Note: This bug is displayed in read-only format because the product is no longer active in Red Hat Bugzilla.

Bug 1141850

Summary: Unhandled SSLError in MultiProtocolAcceptor
Product: [Retired] oVirt Reporter: Nir Soffer <nsoffer>
Component: vdsmAssignee: Piotr Kliczewski <pkliczew>
Status: CLOSED CURRENTRELEASE QA Contact: Gil Klein <gklein>
Severity: unspecified Docs Contact:
Priority: unspecified    
Version: 3.5CC: bazulay, bugs, danken, ecohen, gklein, iheim, mgoldboi, nsoffer, pkliczew, rbalakri, yeylon
Target Milestone: ---   
Target Release: 3.5.1   
Hardware: Unspecified   
OS: Unspecified   
Whiteboard: infra
Fixed In Version: Doc Type: Bug Fix
Doc Text:
Story Points: ---
Clone Of: Environment:
Last Closed: 2015-01-21 16:13:02 UTC Type: Bug
Regression: --- Mount Type: ---
Documentation: --- CRM:
Verified Versions: Category: ---
oVirt Team: Infra RHEL 7.3 requirements from Atomic Host:
Cloudforms Team: --- Target Upstream Version:
Embargoed:
Attachments:
Description Flags
vdsm log
none
engine log none

Description Nir Soffer 2014-09-15 15:20:39 UTC
Description of problem:

This happens sometimes:

Detector thread::ERROR::2014-09-15 18:11:03,634::protocoldetector::98::vds.MultiProtocolAcceptor::(serve_forever) Unhandled exception
Traceback (most recent call last):
  File "/usr/share/vdsm/protocoldetector.py", line 94, in serve_forever
    self._process_events()
  File "/usr/share/vdsm/protocoldetector.py", line 111, in _process_events
    self._accept_connection()
  File "/usr/share/vdsm/protocoldetector.py", line 174, in _accept_connection
    client_socket, _ = self._socket.accept()
  File "/usr/lib64/python2.7/site-packages/vdsm/sslutils.py", line 121, in accept
    raise SSL.SSLError("%s, client %s" % (e, address[0]))
SSLError: unexpected eof, client 10.35.0.141

When this happens when engine try to connect to host, host becomes unassigned, and there is no way to recover after few minutes.

Version-Release number of selected component (if applicable):
master from Sep 15

How reproducible:
Random

Steps to Reproduce:
1. Add host using xmlrpc
2. Put host to maintenance
3. Install and configure new vdsm from master
4. Start vdsm
5. Activate hosts in engine

Actual results:
Host become unassigned and stay in this state for minutes 

Expected results:
SSLError handled by closing the connection in a clean way, helping engine to detect the failure and reconnect.

Additional info:
Would be nice why we get this SSLError in the first place - maybe there is some bug in the engine side.

Comment 1 Nir Soffer 2014-09-15 15:22:02 UTC
Created attachment 937651 [details]
vdsm log

Comment 2 Nir Soffer 2014-09-15 15:24:55 UTC
Created attachment 937653 [details]
engine log

Comment 3 Nir Soffer 2014-09-15 15:25:41 UTC
I assume that Piotr would like to check this.

Comment 4 Piotr Kliczewski 2014-09-16 09:46:14 UTC
Please provide information about which version of vdsm-jsonrpc-java are you using.

It looks like issue already fixed for bug https://bugzilla.redhat.com/1136876

Comment 5 Nir Soffer 2014-09-16 11:16:15 UTC
(In reply to Piotr Kliczewski from comment #4)
> Please provide information about which version of vdsm-jsonrpc-java are you
> using.
vdsm-jsonrpc-java-1.0.7-0.0.master.20140910072540.git92be015.fc20.noarch

Comment 6 Nir Soffer 2014-09-16 11:20:31 UTC
But it does not matter if you fixed an issue in the java side, the SSLError when accepting should be handled and we should not log an exception.
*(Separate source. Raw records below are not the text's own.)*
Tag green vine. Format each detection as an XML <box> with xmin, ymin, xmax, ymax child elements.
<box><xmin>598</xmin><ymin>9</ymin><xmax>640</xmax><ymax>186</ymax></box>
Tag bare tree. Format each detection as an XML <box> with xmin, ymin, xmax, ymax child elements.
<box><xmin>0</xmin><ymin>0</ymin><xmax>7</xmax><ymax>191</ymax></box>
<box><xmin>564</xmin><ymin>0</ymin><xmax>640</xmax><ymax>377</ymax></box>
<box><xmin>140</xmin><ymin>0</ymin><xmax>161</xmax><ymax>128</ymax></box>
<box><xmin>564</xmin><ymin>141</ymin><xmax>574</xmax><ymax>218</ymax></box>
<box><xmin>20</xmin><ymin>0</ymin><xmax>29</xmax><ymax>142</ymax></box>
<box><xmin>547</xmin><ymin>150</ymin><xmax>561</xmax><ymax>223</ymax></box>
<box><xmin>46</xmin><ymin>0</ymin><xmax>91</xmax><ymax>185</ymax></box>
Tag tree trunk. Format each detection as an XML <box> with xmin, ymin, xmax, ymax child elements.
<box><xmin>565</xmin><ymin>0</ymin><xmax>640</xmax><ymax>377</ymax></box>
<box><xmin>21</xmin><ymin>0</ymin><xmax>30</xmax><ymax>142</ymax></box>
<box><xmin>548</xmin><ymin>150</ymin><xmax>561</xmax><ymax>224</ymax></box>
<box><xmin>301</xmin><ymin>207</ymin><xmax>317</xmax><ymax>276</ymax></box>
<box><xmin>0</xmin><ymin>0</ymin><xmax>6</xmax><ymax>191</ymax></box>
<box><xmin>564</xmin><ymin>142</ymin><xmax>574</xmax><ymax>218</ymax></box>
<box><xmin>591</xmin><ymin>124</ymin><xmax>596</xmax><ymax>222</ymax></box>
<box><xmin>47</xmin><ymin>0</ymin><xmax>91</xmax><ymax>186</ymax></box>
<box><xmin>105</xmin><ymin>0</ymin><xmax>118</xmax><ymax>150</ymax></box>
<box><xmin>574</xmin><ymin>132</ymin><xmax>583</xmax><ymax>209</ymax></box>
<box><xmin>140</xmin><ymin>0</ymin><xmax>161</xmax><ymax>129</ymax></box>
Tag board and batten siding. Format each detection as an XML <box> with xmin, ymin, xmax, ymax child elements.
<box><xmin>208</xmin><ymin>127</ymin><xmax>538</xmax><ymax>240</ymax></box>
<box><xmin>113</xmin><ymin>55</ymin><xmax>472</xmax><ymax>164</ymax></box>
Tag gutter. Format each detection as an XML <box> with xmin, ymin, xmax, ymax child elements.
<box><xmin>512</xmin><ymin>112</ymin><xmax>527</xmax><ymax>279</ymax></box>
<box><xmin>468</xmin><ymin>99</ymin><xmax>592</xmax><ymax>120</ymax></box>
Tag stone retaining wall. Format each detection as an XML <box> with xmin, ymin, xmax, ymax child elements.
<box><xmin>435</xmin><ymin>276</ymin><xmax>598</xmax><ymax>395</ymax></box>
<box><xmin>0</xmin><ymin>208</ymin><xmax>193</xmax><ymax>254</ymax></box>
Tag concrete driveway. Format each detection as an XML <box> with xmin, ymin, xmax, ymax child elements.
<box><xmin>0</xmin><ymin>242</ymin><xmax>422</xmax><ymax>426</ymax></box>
This is expected error condition, and it should log only a warning. A client connecting and disconnecting in an unclean way is not a vdsm error.

Comment 7 Piotr Kliczewski 2014-09-16 11:35:45 UTC
There is good number of situations when sslerror can be thrown. Based on the error information that we have from m2crypto we are unable to tell whether it was a cert issue (vdsm) or client disconnected. The only thing that we can tell here is that handshake failed and depending on a reason (unknown) we can say whether it is error or warning.

Comment 8 Sandro Bonazzola 2015-01-21 16:13:02 UTC
oVirt 3.5.1 has been released and since this bug is targeted 3.5.1 and in modified state, it should be included in this release.
Please re-target and move nack to modified if this assumption is not valid for this bug.

Comment 9 Piotr Kliczewski 2015-01-22 07:39:13 UTC
The assumption is valid.